With this, the procedure is:
- Conduct a test for carbonate and sulfate ions.
- If both results are negative, continue to step 3. If positive, tests are complete.
- Dissolve the sample of unknown solution in nitric acid.
- Add silver nitrate solution dropwise.
- If a precipitate is formed, then the original solution contains halide ions.
- Add cold, dilute ammonia to the mixture.

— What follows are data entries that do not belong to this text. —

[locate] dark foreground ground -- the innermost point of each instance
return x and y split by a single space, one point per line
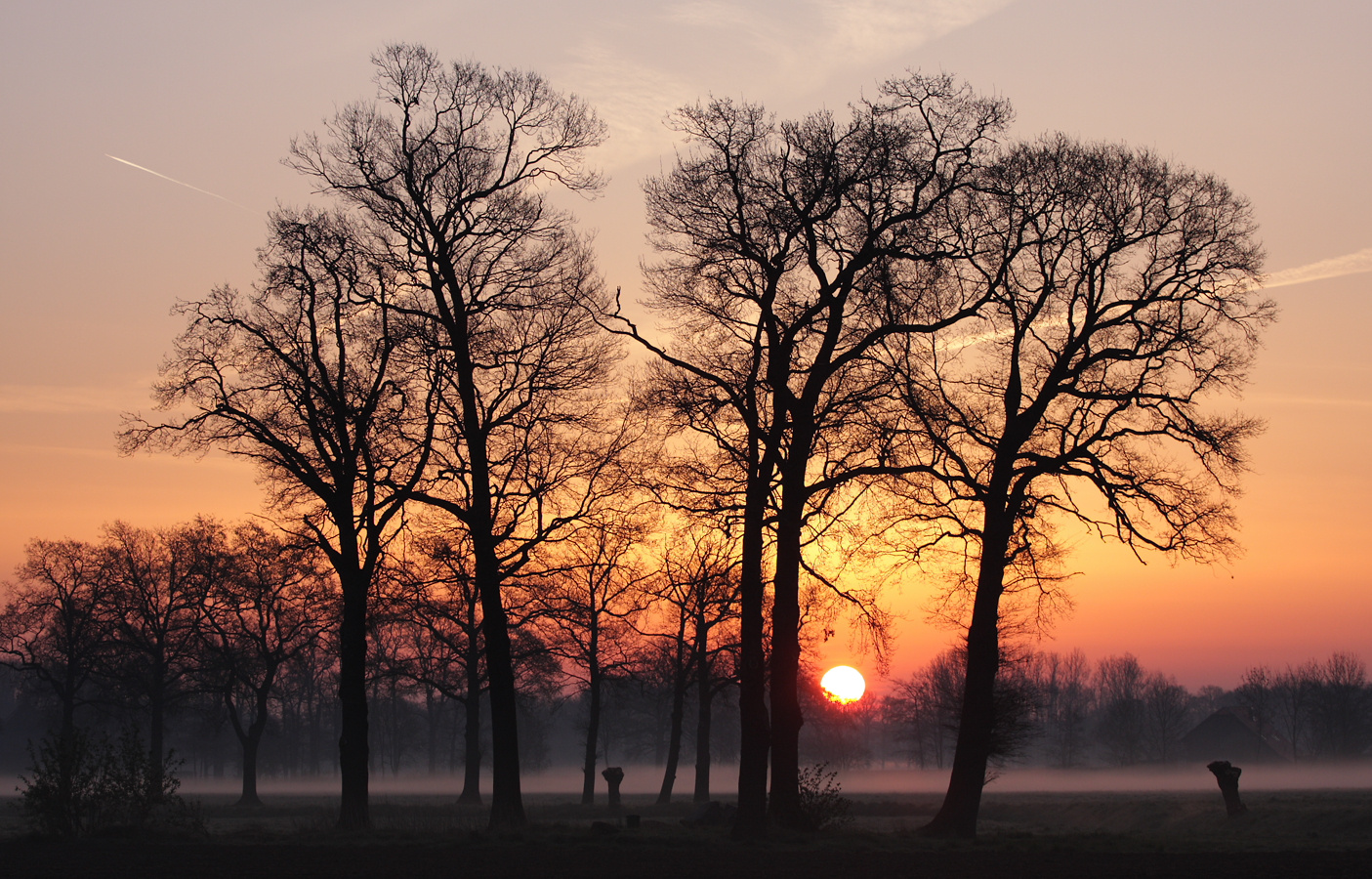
1023 837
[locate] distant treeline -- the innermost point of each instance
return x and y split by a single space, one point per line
219 644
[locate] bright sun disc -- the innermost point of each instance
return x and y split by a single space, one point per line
843 685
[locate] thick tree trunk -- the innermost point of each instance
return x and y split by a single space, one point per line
156 733
250 797
592 738
507 800
976 729
755 725
249 740
785 660
354 752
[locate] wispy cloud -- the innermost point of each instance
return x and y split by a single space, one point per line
70 399
1349 264
800 46
632 98
877 29
1345 402
182 183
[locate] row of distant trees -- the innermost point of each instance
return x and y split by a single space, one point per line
239 628
897 332
1063 711
223 639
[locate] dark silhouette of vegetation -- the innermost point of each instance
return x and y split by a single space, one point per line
328 390
792 253
1120 303
887 331
450 167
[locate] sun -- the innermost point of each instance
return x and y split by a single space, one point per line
843 685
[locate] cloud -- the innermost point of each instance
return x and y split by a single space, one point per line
1310 400
630 98
1349 264
180 183
67 399
634 77
876 29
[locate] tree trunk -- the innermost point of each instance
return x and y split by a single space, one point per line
592 736
785 660
755 725
354 753
473 732
703 716
976 729
507 800
156 733
674 735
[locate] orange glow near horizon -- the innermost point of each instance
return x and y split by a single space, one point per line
843 685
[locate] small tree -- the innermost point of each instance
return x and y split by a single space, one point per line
271 607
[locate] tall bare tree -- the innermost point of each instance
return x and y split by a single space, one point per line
1121 305
315 379
271 607
454 163
159 579
790 254
55 625
589 607
696 600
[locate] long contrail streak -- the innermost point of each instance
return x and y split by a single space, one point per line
1349 264
180 183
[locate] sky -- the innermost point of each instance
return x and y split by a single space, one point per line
143 142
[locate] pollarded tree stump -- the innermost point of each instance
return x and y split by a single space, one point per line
1228 777
613 774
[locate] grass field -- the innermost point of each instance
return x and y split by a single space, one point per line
1023 834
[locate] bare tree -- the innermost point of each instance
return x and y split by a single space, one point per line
1121 303
790 253
1064 686
1294 692
589 609
159 579
453 165
270 607
315 380
1120 708
696 594
1166 708
55 625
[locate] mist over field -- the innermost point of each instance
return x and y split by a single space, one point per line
644 780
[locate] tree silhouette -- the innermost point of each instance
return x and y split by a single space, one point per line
318 382
453 165
1121 303
270 607
790 254
55 625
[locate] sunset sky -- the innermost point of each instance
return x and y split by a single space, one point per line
1267 94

Record observations.
- Then add cold, concentrated ammonia to the mixture. Record observations.
- Confer with the above table to determine which halide is present.
Testing for Cations
The only cation of which knowledge of the qualitative test is required by this course is the one for ammonium ions, NH$\small_4 \small^+$. This test involves the production of the toxic gas, ammonia, so it must be conducted in a fume cupboard.
Ammonium compounds react with hydroxides to form ammonia gas.
$$ \text{NH$_4$} \small^+ _\text{(aq)} + \text{OH$^-$} _\text{(aq)} \rightarrow \text{NH$_3$} _\text{(g)} + \text{H$_2$O} _\text{(l)} $$
The gas released will dissolve in water to produce an alkaline solution. Therefore it will stain red litmus paper blue. Instead of catching the gas and actively dissolving it in water, the resultant ammonium hydroxide can be quickly produced by the litmus paper being damp to begin with.
With this, the procedure is:
- In a fume cupboard, add a solution of warm sodium hydroxide to a new sample of the unknown solution.
- If a gas is produced, hold a strip of damp, red litmus paper to the open end of the test tube.
- If the paper turns blue, then the original solution contains ammonium ions.